XRD of the dried Cu-3wt.%Al2O3 powder after thermal treatment
XRD of powder after the reduction (Fig. 5) shows the presence of peaks which correspond to the elementary copper and Al2O3.
Figure 5.
XRD pattern of the Cu-3wt.%Al2O3 powder after reduction
The obtained powders were analyzed at the National Center for Electron Microscopy, University of California, Berkeley, by Analytical Electron Microscopy (AEM) with a suitable EDX (at the marked spot), as presented in Figure 6.
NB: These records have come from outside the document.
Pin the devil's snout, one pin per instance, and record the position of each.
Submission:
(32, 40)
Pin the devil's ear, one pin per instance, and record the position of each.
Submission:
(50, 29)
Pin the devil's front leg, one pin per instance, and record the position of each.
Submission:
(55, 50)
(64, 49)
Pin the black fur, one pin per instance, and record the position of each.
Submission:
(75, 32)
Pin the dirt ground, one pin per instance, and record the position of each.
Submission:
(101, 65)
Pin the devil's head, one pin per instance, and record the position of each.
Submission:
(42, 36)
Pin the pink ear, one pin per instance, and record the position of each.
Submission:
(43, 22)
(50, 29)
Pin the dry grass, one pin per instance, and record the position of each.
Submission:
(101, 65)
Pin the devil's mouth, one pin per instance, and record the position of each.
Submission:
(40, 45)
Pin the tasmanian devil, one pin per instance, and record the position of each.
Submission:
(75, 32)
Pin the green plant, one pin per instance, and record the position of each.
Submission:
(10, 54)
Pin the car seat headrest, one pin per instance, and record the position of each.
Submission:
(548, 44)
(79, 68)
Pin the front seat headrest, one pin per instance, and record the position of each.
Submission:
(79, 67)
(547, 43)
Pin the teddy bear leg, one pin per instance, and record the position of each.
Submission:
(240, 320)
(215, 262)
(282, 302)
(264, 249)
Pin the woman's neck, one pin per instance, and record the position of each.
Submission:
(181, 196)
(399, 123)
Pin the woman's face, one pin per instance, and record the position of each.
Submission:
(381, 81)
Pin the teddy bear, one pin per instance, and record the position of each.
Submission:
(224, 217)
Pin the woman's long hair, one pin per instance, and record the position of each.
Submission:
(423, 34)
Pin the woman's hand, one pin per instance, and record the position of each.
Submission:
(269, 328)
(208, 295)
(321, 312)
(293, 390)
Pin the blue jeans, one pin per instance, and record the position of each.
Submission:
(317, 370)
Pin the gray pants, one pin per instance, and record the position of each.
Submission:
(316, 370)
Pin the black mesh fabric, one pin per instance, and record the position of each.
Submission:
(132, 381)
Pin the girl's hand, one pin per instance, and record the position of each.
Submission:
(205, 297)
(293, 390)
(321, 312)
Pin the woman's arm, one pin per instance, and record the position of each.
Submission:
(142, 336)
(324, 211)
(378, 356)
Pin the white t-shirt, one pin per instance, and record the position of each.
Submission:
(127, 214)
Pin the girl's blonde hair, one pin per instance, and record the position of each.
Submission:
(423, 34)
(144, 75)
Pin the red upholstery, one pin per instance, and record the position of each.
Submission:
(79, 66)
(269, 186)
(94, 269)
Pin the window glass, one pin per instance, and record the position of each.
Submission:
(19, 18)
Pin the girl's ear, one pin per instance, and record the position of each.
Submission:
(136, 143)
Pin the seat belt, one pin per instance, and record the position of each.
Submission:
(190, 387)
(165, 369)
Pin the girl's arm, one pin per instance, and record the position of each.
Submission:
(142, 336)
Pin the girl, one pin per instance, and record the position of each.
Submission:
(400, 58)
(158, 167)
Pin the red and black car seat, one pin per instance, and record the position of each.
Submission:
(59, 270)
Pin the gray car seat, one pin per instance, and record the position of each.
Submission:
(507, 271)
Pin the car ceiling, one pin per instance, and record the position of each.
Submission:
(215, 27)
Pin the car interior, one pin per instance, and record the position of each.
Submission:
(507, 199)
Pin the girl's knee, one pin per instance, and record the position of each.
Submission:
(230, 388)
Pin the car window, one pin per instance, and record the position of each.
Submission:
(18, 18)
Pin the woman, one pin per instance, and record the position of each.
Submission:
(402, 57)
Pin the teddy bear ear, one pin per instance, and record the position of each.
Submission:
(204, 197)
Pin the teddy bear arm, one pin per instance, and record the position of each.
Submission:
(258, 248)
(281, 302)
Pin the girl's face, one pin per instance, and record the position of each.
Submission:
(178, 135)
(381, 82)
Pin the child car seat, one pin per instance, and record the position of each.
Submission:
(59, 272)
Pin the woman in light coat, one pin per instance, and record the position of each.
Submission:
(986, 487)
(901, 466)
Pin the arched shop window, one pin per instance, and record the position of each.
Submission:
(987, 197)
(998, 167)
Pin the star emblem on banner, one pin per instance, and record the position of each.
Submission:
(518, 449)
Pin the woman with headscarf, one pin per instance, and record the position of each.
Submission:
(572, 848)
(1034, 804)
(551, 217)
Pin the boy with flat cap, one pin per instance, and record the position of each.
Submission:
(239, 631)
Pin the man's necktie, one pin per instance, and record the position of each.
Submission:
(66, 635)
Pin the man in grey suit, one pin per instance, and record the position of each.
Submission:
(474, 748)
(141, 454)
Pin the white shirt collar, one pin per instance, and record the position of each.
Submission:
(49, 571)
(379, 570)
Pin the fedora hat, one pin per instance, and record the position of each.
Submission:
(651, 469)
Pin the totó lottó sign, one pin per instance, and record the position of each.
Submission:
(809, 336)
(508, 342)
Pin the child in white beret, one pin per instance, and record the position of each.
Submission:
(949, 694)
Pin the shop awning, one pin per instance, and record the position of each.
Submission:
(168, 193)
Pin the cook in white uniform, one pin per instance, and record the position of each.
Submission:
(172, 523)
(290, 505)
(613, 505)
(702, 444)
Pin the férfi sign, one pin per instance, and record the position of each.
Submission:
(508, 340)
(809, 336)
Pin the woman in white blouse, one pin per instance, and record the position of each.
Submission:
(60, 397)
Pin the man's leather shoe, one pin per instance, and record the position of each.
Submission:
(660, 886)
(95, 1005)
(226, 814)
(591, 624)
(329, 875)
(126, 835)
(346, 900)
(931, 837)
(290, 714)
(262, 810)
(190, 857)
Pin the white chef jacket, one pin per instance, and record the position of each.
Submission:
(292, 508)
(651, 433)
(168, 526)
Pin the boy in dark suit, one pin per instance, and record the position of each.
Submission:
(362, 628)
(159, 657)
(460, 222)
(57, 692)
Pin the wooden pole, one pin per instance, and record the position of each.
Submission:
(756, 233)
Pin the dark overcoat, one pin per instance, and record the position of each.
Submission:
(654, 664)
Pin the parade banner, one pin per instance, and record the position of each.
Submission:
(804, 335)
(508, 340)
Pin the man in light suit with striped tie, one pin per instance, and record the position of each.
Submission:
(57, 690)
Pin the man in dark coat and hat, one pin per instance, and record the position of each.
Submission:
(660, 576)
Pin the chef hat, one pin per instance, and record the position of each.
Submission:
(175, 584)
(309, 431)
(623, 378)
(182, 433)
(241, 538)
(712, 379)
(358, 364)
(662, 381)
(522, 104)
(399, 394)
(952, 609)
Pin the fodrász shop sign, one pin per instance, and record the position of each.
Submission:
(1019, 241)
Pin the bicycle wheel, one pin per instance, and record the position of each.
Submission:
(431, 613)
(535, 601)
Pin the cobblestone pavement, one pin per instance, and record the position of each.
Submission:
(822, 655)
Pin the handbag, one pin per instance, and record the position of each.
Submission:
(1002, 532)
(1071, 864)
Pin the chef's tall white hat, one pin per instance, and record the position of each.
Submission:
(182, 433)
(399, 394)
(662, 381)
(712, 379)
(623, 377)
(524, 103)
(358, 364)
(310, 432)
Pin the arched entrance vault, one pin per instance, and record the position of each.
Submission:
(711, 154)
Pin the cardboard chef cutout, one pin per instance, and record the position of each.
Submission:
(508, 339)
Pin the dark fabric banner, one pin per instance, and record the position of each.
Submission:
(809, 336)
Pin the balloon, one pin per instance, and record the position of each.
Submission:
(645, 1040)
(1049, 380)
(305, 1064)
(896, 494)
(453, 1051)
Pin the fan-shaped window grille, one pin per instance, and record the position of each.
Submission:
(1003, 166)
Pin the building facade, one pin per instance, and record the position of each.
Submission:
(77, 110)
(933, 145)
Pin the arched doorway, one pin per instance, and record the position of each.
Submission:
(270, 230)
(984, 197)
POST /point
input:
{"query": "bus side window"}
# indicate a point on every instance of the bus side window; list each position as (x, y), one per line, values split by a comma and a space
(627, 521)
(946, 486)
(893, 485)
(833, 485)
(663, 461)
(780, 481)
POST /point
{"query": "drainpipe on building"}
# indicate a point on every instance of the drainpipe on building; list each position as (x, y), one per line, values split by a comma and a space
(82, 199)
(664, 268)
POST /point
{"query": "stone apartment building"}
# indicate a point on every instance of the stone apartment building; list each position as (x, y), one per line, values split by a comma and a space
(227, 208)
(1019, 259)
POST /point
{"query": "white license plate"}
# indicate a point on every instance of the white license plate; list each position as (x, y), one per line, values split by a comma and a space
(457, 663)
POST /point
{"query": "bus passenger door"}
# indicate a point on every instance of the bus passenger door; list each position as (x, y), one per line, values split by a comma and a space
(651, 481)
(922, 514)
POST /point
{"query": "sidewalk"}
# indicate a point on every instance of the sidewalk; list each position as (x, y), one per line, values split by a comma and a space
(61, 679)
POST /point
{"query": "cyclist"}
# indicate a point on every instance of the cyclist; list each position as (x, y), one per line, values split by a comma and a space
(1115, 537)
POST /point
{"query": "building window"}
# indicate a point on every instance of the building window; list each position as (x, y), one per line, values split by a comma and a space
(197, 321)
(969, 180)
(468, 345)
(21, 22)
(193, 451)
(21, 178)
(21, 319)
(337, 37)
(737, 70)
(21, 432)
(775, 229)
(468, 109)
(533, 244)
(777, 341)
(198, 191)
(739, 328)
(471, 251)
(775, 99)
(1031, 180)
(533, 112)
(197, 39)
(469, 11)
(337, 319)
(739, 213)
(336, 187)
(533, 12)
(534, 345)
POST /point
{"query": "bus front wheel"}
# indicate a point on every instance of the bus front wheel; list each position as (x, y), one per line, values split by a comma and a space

Particles of 20-50nm in size are clearly noticeable. The shape of particles is irregular, with the presence of individual particles of nodular shape. The surface morphology is rough. The agglomerates of the size >100nm, formed by the individual particles of the stated size are also observed. The agglomerates are of a spongy shape. Since the powders with exceptionally fine particles are obtained by the previously described procedure, the basic "condition" for the appearance of agglomerates is fulfilled. Namely, agglomeration of finer particles is a consequence of their large surface and high surface energy, respectively, and of the effect of attracting forces acting between them. The creation of attracting strains, the magnitude of which depends directly on the surface energy of the particles which are in contact, occurs on contact surfaces due to the atomic connections in the interface.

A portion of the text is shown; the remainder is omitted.